Dissuasion : de la suggestion à la rétorsion

La vision américaine du cyberespace qui se laisse dévoiler peut, par certains aspects, être rapprochée de la posture de dissuasion nucléaire française : laisser volontairement des zones de flou sur le principe que les intérêts vitaux (de la Nation) ne sont jamais définis ouvertement. C’est le principe de la dissuasion, énoncé précédemment par Washington, avec en corollaire le fait de devoir renforcer et de muscler les principes de défense des réseaux gouvernementaux et militaires. Qui, on le sait malgré quelques réserves, sont soumis à un niveau de menaces (et d’attaques) réel, intensif et permanent. Avec la Chine, ce sont probablement les interfaces informatiques et de communication les plus attaquées au monde (des script-kiddies à certaines unités étrangères spécialisées).

Parmi les commentateurs qui s’interrogent sur les annonces américaines, certains y voient une sorte de grand écart entre une insuffisance (apparente) de moyens dédiés à l’offensif et la promesse de sérieuses mesures de rétorsion en cas de cyber-attaque, indiscutablement identifiée, ayant pour origine un État. Les (nombreuses) interrogations portent cependant sur :
- la fréquence de ce type d’attaques qui, pour le moment, semble difficile à qualifier et à mesurer;
- le type de mesures de rétorsion envisagées (officielles, clandestines, directes ou indirectes, etc.).

Dissuasion ou suggestion appuyée ?

Conclusion

S’appuyant sur la stratégie élaborée par le Pentagone mais aussi sur les moyens dont disposent le DHS, la NSA voire la CIA (ces deux dernières « étrangement » absentes de toute communication officielle sur la cybersécurité), Washington donne l’apparence de siffler la fin de la récréation et cherche à impulser une dynamique coopérative en embarquant secteur privé et alliés sur l’échiquier mondial.
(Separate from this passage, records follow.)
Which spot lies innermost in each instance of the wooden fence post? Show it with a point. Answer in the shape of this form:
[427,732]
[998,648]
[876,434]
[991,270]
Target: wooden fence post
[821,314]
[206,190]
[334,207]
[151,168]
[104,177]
Sans aucune nouveauté ni même annonce majeure, on peut cependant souligner l’évolution vers une meilleure communication qui établit une vision structurante (le cyberespace est officiellement devenu un enjeu de sécurité nationale) et une stratégie associée : renforcement de la protection et avantages technologiques, dissuasion et mesures de rétorsion avec des moyens offensifs non-déclarés (ou simplement suggérés), partenariats privé-public, inter-agences et internationaux et mise en cohérence législative (simplification et couverture complète).

La militarisation déguisée ou avérée du cyberespace ne doit se faire au détriment des enjeux économiques (le business) et du respect de la vie privée des internautes, usagers quotidiens de la Toile. Là se situera probablement l’échec ou la réussite de la stratégie globale américaine en matière de cybersécurité dans les années qui viennent. C’est ce qui explique aussi sans doute pourquoi l’Exécutif américain a identifié ce thème comme l’une des priorités de la problématique cybersécurité. Charge aux législateurs de trouver les réponses équilibrées, si elles existent (!), afin de ne léser personne. Un défi qui, à moins d’un an de l’élection présidentielle américaine, s’annonce difficile mais passionnant.

EH, Si vis pacem para bellum

Sources images :
Superpuissances à la manœuvre (source)
Des partenariats traditionnels et d’autres plus novateurs ? (source)
Dissuasion ou suggestion appuyée ? (source)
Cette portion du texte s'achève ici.